[imagesource: Pix4Free / Creative Commons Licence]
Does anyone else see that photo people are so fond of posting on Facebook, standing outside their new house with a key in their hand, and wonder how they afford it?
I know you’re a single-income house, Doris (not their real name, because nobody is called Doris these days), and Cape Town property prices are out of control. My guess is it’s one of two things – somebody has been given a sizeable loan from the parent bank or someone has taken out a sizeable home loan, which requires proof that you’re able to pay it back.
My gut says it’s the first one.
Either way, welcome to home ownership and good luck keeping up with your monthly repayments, especially in light of yesterday’s announcement, reports Moneyweb:
The central bank delivered its final monetary policy statement of the year on Thursday, hiking the repo rate by a widely expected 75 basis points (bps) to 7% – pushing it to above pre-pandemic levels.
…the prime lending rate – the rate at which commercial banks lend to consumers – has risen from 7.25% to 10.5%.
That might not sound like much. In terms of what you owe each month, it does leave a mark.
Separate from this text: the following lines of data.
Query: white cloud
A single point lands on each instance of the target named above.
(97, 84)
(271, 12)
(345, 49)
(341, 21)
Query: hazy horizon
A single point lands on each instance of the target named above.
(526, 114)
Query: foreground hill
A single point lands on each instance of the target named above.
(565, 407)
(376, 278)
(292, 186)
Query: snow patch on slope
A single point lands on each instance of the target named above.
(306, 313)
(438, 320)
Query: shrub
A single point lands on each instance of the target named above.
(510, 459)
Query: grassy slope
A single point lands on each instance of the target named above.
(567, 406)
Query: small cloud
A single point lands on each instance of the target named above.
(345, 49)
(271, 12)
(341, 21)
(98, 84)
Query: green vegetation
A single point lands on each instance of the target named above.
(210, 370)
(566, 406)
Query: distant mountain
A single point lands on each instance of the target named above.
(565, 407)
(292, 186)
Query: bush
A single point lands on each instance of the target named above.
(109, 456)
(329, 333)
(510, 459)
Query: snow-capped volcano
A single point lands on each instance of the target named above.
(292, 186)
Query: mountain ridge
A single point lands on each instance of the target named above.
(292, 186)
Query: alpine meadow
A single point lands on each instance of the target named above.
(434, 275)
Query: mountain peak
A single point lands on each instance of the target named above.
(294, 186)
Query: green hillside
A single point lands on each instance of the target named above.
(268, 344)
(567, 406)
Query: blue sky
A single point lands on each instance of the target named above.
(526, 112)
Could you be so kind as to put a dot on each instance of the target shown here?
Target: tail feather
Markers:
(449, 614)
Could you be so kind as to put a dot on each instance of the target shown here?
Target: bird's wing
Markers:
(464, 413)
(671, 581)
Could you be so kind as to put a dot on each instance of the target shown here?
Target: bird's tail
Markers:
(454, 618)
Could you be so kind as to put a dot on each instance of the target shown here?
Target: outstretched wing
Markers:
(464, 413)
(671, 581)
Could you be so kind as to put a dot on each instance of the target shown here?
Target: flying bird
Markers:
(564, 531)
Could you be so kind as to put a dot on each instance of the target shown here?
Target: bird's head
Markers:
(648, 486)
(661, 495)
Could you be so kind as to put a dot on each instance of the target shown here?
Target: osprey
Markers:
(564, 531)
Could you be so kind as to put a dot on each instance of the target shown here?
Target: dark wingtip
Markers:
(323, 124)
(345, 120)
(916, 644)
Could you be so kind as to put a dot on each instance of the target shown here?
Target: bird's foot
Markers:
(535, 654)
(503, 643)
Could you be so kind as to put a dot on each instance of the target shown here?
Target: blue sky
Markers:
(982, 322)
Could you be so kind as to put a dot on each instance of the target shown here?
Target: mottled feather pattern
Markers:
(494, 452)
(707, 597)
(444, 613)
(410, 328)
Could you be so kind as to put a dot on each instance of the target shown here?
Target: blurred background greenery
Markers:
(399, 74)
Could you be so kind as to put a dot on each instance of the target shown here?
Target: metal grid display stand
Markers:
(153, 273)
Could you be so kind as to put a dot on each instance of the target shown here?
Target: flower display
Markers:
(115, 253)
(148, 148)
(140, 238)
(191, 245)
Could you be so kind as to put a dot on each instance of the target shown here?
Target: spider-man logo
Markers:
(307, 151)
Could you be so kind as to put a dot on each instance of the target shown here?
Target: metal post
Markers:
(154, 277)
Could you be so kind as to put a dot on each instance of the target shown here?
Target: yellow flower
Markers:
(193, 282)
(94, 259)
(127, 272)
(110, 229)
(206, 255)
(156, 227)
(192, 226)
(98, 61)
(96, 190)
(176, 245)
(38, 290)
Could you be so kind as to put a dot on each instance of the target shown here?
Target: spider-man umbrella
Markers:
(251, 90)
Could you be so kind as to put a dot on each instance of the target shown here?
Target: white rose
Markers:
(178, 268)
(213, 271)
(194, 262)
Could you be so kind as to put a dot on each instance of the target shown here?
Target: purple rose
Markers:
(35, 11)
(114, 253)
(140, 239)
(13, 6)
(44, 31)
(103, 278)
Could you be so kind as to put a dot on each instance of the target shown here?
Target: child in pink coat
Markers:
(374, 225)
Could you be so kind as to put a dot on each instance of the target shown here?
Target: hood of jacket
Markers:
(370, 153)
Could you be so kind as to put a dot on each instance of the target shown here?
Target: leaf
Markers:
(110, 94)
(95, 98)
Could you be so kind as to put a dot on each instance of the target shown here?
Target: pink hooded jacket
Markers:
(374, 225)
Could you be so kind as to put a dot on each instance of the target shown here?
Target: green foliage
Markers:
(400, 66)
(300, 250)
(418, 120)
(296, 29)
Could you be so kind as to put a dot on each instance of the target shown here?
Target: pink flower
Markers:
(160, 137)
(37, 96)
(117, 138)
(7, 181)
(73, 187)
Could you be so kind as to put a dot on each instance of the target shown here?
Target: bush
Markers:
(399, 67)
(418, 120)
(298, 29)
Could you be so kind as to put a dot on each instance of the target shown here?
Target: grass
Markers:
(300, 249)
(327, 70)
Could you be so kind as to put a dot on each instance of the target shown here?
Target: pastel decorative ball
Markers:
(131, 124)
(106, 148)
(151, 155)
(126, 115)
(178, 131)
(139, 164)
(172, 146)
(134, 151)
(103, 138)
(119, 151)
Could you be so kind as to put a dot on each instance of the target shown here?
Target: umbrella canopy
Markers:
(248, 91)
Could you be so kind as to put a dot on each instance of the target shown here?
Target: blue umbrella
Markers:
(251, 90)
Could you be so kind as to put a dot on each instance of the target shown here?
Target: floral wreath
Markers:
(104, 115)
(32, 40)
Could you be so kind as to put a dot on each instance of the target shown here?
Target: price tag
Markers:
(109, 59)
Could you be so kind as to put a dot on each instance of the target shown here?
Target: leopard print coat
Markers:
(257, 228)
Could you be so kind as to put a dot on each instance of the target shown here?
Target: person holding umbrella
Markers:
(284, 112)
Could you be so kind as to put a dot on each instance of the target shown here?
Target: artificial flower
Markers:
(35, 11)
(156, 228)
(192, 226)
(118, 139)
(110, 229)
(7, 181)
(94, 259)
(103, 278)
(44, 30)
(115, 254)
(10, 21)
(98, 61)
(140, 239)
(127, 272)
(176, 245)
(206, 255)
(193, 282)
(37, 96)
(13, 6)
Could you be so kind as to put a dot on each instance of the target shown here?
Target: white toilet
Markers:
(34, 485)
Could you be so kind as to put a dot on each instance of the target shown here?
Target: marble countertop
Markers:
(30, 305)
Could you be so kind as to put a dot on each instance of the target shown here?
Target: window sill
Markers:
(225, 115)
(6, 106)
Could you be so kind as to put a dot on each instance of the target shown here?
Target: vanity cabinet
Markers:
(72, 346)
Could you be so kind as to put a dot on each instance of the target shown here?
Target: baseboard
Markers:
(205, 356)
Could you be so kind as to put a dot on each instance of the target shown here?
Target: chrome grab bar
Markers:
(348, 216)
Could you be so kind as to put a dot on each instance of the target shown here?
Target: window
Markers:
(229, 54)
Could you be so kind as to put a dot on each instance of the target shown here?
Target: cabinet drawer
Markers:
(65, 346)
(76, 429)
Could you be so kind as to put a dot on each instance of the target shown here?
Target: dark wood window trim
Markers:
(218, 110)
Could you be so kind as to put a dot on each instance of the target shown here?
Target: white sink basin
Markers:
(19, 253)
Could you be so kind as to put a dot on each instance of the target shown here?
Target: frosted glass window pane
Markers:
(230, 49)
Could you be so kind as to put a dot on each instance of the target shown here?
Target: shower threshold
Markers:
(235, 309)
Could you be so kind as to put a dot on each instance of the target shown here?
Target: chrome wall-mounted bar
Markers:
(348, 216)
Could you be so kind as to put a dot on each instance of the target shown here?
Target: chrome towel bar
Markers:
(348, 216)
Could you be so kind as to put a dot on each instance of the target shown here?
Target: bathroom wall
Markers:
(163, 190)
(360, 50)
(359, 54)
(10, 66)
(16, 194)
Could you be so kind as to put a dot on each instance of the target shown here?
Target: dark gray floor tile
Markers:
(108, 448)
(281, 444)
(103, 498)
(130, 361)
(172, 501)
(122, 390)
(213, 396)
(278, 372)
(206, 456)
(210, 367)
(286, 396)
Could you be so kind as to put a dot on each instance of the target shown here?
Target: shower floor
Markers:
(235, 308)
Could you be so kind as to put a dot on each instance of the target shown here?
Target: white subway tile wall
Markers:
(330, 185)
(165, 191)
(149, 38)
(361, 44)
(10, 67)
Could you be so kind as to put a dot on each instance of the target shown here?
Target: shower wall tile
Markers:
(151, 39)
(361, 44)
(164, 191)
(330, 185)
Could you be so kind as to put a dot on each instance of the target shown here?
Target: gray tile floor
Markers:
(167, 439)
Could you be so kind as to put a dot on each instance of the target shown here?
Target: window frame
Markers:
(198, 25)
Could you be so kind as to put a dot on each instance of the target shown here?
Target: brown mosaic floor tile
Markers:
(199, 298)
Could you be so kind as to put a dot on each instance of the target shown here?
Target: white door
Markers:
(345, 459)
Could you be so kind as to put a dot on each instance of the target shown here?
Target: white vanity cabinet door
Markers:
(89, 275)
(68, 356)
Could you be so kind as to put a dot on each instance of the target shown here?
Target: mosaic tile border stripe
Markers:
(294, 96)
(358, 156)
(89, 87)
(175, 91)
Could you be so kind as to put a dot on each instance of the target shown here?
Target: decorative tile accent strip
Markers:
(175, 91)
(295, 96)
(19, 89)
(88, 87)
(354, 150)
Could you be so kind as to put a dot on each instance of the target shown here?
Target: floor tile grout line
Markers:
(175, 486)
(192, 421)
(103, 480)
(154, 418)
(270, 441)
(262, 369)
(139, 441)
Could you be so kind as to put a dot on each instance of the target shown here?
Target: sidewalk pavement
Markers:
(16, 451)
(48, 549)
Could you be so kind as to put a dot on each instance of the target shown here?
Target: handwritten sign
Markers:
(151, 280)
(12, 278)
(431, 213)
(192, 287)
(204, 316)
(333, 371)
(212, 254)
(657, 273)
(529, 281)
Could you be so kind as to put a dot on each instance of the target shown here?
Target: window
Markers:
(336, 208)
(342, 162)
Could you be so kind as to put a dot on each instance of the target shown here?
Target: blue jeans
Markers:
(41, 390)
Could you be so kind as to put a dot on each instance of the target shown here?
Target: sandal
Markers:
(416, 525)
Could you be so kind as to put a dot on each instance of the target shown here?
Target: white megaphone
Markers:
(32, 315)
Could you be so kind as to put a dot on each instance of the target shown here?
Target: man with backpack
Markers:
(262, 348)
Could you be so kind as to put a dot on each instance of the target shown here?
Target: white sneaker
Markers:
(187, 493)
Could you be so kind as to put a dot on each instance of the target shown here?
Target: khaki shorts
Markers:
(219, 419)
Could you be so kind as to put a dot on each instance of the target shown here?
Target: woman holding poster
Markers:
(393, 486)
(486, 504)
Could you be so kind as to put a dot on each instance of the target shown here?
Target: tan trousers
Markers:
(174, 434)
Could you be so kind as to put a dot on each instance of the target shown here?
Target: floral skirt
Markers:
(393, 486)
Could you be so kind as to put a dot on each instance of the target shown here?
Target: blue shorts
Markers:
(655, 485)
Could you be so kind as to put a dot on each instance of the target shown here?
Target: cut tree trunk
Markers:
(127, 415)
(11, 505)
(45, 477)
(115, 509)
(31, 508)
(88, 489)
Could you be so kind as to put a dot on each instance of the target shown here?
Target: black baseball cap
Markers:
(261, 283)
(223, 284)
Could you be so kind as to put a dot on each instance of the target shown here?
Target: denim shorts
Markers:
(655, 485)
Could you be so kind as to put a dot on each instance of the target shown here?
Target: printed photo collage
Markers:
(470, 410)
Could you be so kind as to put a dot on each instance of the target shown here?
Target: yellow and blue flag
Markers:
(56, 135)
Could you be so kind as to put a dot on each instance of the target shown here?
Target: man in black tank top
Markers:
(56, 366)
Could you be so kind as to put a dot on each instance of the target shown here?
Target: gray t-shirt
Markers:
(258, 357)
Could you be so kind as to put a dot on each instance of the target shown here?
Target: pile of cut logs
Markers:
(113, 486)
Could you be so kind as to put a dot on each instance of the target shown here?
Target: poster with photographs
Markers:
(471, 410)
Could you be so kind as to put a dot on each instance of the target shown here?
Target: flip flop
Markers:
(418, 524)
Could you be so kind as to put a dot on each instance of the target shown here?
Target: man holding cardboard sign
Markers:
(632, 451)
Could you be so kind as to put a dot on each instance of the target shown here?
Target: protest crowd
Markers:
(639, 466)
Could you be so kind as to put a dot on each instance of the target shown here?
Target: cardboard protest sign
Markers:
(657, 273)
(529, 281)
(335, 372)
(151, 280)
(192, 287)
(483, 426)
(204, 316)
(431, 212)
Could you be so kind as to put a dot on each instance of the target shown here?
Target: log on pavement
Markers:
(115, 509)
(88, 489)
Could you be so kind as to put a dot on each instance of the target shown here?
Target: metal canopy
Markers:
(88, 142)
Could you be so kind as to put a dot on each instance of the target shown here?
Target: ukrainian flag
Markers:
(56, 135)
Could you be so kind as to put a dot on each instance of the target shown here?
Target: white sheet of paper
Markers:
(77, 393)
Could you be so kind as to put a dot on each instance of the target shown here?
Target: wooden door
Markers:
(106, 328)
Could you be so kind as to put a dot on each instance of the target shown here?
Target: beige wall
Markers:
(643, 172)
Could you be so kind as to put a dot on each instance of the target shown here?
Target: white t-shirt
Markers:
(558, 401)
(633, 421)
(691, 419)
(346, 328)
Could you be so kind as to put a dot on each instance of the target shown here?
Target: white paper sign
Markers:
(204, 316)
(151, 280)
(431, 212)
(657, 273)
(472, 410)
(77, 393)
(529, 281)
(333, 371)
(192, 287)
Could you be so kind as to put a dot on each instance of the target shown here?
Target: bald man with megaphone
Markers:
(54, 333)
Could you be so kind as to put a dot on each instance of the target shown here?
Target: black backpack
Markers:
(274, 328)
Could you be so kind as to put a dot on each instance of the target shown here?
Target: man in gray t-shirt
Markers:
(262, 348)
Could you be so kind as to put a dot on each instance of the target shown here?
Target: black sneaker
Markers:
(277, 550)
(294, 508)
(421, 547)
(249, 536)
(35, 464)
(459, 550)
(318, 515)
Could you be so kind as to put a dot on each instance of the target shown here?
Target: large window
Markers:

Consider how things have changed since January:
Scaling down to car financing, Monyweb gives the example of a car bought for R430 000 and financed over 72 months at a prime rate plus 2%. You were paying R7 804 at the start of the year and now it’s an added R715.
Your car is also worth far, far less. Terrible investment.
Another comparison of the difference between a year ago and now to illustrate that shift:
spare a thought for all folks who BARELY squeezed through the bank qualification for a home loan when interest rates were low… absolutely brutal right now
— Don Petty Cash (@iamkoshiek) November 24, 2022
People never really talk about this when they sell their house and think they’ve made a profit.
Buying a house for R2 million and paying your bond over 20 years makes the actual purchasing price far, far higher.
BusinessTech also has a table showing the difference in bond repayments between September and now:
It all adds up.
Just because you can get approved for a bond doesn’t mean you can pay it off.
Fall short on those payments and bang, the bank scores itself a house.